They were ten minutes north of San Clemente when Meg finally said it.
“That wasn’t it either.”
Luke adjusted the passenger seat back—he’d been sitting at polite-guest angle for two hours and his knees were protesting. “No.”
“The courtyard was beautiful.”
“It was.”
“The fountain was gorgeous. Margaret went all out for that tour.”
“She did.”
“Don’t tell Joey about the napkin cranes. He’d either be devastated or inspired and I don’t know which is worse.”
“Inspired,” Luke said. “Definitely inspired. He’d buy origami books.”
Meg merged onto PCH and let the ocean fill the passenger side of the windshield. Three venues in two weeks. The Dana Point hotel with the ballroom that smelled like carpet cleaner and rum. The garden estate in San Juan Capistrano where the event coordinator had used the word “bespoke” eleven times in forty minutes. And now Margaret’s courtyard at theSan Clemente resort—the most beautiful of the three, with the bougainvillea and the ocean view and the Chiavari chairs and a chef who’d been there eleven years and could do a tasting menu that would make Meg’s San Francisco colleagues weep.
All perfect. All wrong. And Meg couldn’t explain why.
“Is it me?” she asked. “Am I being impossible?”
“You’re being selective.”
“Luke.”
“You’re being you.” He said it the way he said most things—simply, without judgment, like the observation was enough. “You know what you don’t want. That’s useful.”
“I know what I don’t want. Carpet cleaner, the word ‘bespoke,’ and napkin cranes. That’s not a wedding plan. That’s a complaint list.”
“It’s a start.”
“It’s venue number four we need. And five. And an actual decision before the sunset window closes and we’re getting married in the dark.”
“I like the dark.”
“Luke.”
“Fish tacos,” he said.
“What?”
“I’m hungry. There’s that place in Dana Point—the one on the harbor.”
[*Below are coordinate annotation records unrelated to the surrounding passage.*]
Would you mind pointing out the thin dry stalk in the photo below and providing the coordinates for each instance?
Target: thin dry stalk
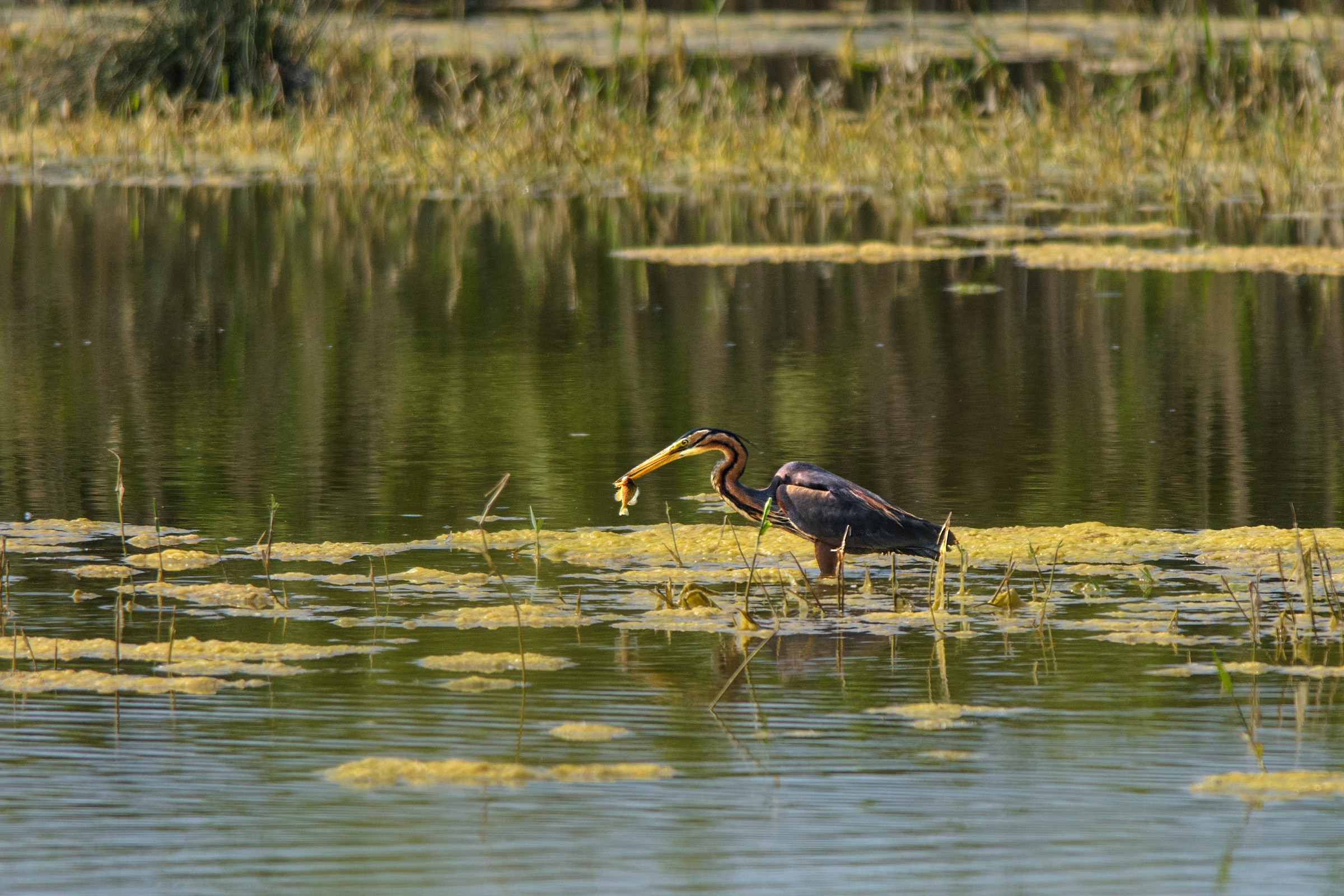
(741, 669)
(270, 536)
(172, 633)
(159, 540)
(675, 551)
(122, 496)
(844, 540)
(116, 634)
(816, 600)
(27, 644)
(518, 615)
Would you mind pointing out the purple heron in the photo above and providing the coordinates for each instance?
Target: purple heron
(805, 500)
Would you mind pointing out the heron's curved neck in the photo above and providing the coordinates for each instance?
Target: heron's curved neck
(725, 477)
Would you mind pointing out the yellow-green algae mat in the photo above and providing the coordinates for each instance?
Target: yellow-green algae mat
(1285, 260)
(377, 772)
(52, 649)
(1273, 786)
(95, 682)
(714, 551)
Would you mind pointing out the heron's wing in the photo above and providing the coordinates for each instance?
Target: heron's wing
(824, 506)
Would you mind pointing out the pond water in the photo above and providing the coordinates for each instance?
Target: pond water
(378, 361)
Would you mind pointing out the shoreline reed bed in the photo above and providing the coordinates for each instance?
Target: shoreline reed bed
(1235, 120)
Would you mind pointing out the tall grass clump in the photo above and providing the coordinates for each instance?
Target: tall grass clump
(210, 50)
(209, 90)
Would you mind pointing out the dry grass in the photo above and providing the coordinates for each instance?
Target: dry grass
(1253, 122)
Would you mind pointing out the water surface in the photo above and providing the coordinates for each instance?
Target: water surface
(378, 361)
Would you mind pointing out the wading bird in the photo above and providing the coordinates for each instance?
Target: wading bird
(805, 500)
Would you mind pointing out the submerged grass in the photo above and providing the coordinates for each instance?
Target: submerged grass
(388, 772)
(1244, 119)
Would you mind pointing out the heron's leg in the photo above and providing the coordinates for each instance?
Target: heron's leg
(825, 559)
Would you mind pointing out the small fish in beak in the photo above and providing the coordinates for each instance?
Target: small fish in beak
(627, 493)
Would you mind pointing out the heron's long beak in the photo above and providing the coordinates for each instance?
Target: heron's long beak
(662, 459)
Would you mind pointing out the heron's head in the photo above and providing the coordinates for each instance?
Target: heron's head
(694, 442)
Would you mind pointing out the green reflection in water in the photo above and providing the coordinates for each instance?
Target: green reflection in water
(371, 355)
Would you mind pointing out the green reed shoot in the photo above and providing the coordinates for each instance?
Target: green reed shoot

“We’re having a crisis and you want fish tacos.”
“We’re having a conversation and I want fish tacos. Those aren’t the same thing.”
The taco place was small and loud and smelled like grilled fish and lime. They sat at a picnic table on the patio with paper baskets and two bottles of Mexican Coke—so much sweeter than regular Coke and perfect for fish tacos. The harbor stretched out behind them—boats, seagulls, the kind of casual coastalbeauty that never made it into a venue brochure because nobody charged for it.
Meg ate a taco and pulled out her phone and started scrolling through venue listings, because even in crisis she multitasked.
“Stop,” Luke said.
“I’m looking at options.”
“You’ve been looking at options for months. You have a spreadsheet with forty-seven venues and a scoring rubric.” He took a sip of his Coke. “Close the phone.”